Our overarching goal is to create strains of Pseudomonas putida that are capable of producing both sophorolipides and rhamnolipides. This dual biosurfactant production has the potential to offer a broader range of applications and benefits, such as enhanced oil recovery and improved bioremediation. We will explore the feasibility of engineering strains that can simultaneously produce both biosurfactants by integrating the necessary genetic components for both pathways. This will be a challenging but rewarding endeavor, as it has the potential to open up new opportunities in the field of biotechnology.

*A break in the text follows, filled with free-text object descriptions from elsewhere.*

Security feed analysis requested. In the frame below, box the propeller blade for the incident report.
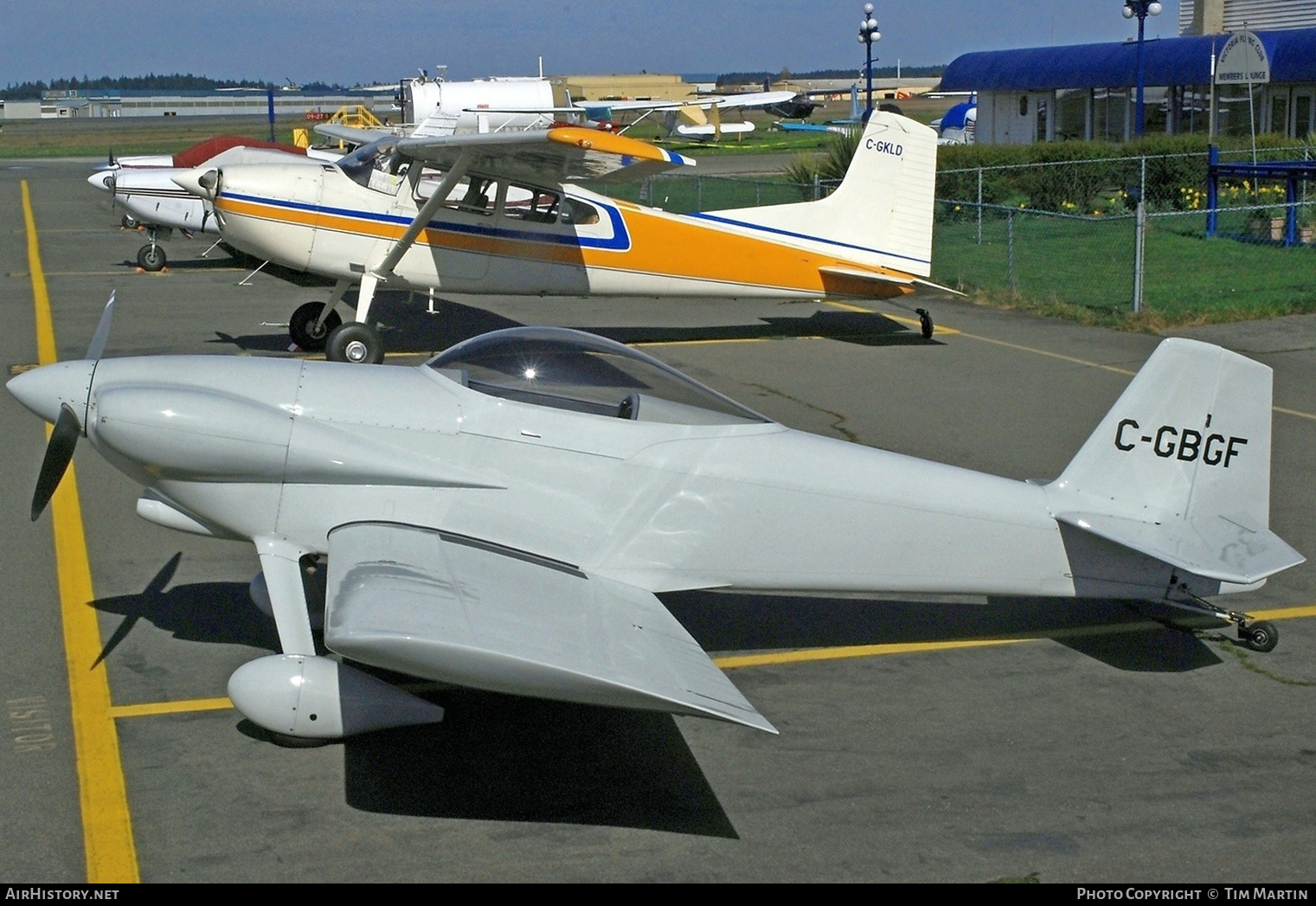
[83,290,119,362]
[32,403,81,522]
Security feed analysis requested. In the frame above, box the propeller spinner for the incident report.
[8,292,114,522]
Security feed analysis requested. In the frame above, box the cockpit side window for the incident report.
[503,183,561,224]
[416,171,503,217]
[429,326,767,426]
[562,197,599,227]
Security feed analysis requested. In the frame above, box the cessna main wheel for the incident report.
[288,301,342,353]
[1240,620,1279,652]
[325,321,384,365]
[137,245,167,271]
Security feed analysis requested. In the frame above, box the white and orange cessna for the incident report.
[177,113,937,362]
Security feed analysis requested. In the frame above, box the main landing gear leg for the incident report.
[137,229,169,273]
[325,273,384,365]
[288,280,351,353]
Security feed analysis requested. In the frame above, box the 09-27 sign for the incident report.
[1216,32,1270,84]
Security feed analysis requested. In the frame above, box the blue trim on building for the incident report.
[941,29,1316,91]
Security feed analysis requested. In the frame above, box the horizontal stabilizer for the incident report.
[316,123,394,145]
[818,266,965,296]
[325,523,776,732]
[1056,512,1306,585]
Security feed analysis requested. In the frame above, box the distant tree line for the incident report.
[717,66,947,87]
[0,73,342,100]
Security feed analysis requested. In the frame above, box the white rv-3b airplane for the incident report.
[177,112,953,362]
[8,299,1303,739]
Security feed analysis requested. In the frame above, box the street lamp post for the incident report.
[1121,0,1161,138]
[859,3,882,123]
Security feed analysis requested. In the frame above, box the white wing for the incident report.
[325,523,776,732]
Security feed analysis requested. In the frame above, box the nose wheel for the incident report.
[325,321,384,365]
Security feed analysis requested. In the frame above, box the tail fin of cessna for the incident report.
[1046,338,1304,596]
[709,111,942,288]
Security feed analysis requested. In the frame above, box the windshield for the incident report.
[429,326,767,424]
[338,136,404,187]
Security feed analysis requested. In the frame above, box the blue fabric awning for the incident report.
[941,29,1316,91]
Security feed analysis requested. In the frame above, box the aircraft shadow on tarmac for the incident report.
[331,689,751,839]
[661,591,1225,673]
[91,552,279,664]
[93,553,1221,839]
[210,291,944,354]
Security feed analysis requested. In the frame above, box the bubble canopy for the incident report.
[429,326,768,426]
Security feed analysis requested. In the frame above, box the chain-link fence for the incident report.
[589,145,1316,320]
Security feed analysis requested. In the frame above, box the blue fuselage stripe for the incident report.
[685,212,932,265]
[224,192,631,252]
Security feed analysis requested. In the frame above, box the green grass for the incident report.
[0,116,315,158]
[933,209,1316,329]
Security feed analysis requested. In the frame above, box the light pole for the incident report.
[1121,0,1161,138]
[859,3,879,123]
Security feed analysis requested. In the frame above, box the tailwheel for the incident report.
[1238,620,1279,652]
[288,301,342,353]
[137,242,167,271]
[915,308,933,340]
[325,321,384,365]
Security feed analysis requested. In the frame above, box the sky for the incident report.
[0,0,1187,86]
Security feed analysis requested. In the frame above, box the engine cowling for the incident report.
[229,654,444,739]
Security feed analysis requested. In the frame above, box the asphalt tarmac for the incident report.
[0,162,1316,883]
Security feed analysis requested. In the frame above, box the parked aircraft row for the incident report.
[88,76,793,271]
[35,87,1303,739]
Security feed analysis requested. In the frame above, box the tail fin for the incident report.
[713,111,937,277]
[1046,340,1304,585]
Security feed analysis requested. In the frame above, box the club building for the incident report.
[941,0,1316,145]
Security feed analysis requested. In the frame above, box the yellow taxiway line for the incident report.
[21,180,141,884]
[109,696,233,717]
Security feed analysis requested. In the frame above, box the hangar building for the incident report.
[941,0,1316,145]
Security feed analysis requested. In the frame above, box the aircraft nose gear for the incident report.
[288,301,342,353]
[325,321,384,365]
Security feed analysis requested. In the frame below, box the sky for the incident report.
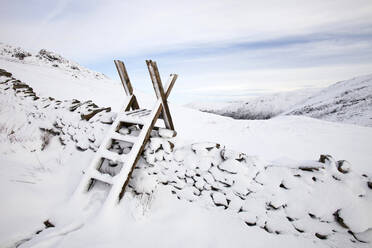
[0,0,372,104]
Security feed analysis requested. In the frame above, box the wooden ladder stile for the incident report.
[74,60,177,208]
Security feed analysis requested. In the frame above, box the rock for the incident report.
[159,128,177,138]
[336,160,351,174]
[211,192,228,207]
[318,154,332,164]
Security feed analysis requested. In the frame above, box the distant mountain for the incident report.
[186,89,319,120]
[186,74,372,126]
[0,42,107,79]
[284,74,372,126]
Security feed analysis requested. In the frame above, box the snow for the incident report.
[0,43,372,247]
[186,88,320,120]
[186,74,372,126]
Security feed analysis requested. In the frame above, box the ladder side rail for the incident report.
[104,99,163,208]
[74,97,132,196]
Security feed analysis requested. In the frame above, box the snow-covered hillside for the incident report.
[187,74,372,126]
[0,43,372,247]
[186,89,319,120]
[285,74,372,126]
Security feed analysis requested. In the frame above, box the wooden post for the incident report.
[114,60,139,109]
[146,60,177,130]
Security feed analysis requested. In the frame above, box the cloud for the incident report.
[0,0,372,101]
[1,0,372,60]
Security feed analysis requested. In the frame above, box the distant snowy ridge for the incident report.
[186,89,319,120]
[0,42,107,79]
[285,74,372,126]
[186,74,372,126]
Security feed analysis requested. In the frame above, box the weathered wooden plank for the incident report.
[146,60,174,130]
[165,74,178,99]
[114,60,139,109]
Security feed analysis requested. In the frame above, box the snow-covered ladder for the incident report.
[74,60,177,206]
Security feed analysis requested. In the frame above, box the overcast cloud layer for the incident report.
[0,0,372,102]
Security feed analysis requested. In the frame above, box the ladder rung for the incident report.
[100,149,128,163]
[100,149,120,162]
[89,170,114,184]
[124,109,148,116]
[119,115,147,125]
[111,132,138,144]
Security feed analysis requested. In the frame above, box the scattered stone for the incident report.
[336,160,351,174]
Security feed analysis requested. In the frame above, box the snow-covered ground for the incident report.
[285,74,372,126]
[0,43,372,247]
[186,88,320,120]
[187,74,372,126]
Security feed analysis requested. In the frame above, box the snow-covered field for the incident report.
[186,88,320,120]
[0,43,372,247]
[187,74,372,126]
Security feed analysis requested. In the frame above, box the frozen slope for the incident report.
[186,89,319,120]
[286,74,372,126]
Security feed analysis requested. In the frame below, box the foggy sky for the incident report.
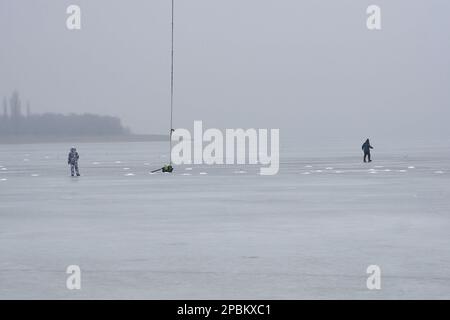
[0,0,450,138]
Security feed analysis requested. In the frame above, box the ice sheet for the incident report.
[0,143,450,299]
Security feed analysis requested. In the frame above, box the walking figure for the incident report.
[362,139,373,162]
[67,147,80,177]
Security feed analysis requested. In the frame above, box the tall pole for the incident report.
[169,0,174,165]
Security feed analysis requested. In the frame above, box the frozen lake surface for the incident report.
[0,142,450,299]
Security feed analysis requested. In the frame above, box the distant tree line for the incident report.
[0,91,130,136]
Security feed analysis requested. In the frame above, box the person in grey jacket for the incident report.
[67,147,80,177]
[362,139,373,162]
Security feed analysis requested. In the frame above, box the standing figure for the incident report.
[362,139,373,162]
[67,147,80,177]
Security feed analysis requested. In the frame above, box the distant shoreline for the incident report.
[0,134,168,145]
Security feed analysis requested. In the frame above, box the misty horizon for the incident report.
[0,0,450,139]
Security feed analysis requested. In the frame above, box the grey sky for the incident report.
[0,0,450,137]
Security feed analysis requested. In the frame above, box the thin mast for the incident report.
[169,0,174,165]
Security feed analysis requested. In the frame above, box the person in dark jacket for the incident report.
[67,147,80,177]
[362,139,373,162]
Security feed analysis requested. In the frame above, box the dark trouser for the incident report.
[70,162,80,176]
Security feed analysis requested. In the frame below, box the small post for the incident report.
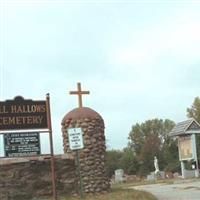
[46,94,57,200]
[181,160,186,179]
[76,150,83,199]
[192,134,199,178]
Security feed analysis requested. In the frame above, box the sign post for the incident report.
[68,128,84,198]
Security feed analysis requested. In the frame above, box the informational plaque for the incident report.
[68,128,84,150]
[4,132,41,157]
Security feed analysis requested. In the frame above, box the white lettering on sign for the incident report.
[68,128,84,150]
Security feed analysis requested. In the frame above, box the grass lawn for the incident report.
[55,189,157,200]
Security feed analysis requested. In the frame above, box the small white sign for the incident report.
[68,128,84,150]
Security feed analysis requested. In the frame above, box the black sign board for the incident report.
[4,132,41,157]
[0,96,48,131]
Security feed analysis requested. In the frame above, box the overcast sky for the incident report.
[0,0,200,153]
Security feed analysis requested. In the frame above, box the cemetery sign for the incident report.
[0,96,48,131]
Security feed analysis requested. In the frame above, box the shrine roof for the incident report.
[169,118,200,137]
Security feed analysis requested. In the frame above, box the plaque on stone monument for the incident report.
[68,128,84,150]
[4,133,41,157]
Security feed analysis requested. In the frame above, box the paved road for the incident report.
[131,179,200,200]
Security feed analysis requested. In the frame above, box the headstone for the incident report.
[147,172,157,181]
[115,169,124,183]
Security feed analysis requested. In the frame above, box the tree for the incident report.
[187,97,200,159]
[129,119,175,175]
[120,147,138,174]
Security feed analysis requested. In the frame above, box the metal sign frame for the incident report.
[3,132,41,158]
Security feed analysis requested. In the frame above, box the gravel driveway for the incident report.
[131,179,200,200]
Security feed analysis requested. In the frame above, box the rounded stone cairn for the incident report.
[62,107,110,193]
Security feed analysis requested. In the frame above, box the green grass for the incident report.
[52,189,157,200]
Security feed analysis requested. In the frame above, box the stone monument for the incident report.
[62,83,110,193]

  • Advanced Characterization :

In our future experiments, we will dive deeper into the characterization of the sophorolipides and rhamnolipides produced by our modified strains. This includes analyzing their surface-active properties, emulsification capabilities, and stability under various environmental conditions. Such in-depth characterization is essential for understanding the potential applications and performance of these biosurfactants in different industrial and environmental settings.

  • Application Development :

Our ultimate aim is to harness the biosurfactants produced by our engineered Pseudomonas putida strains for real-world applications. We will explore the use of sophorolipides and rhamnolipides in various fields, including bioremediation, enhanced oil recovery, and pharmaceuticals. Through collaborative efforts with industry partners and research organizations, we will work towards developing practical applications that can benefit society and the environment.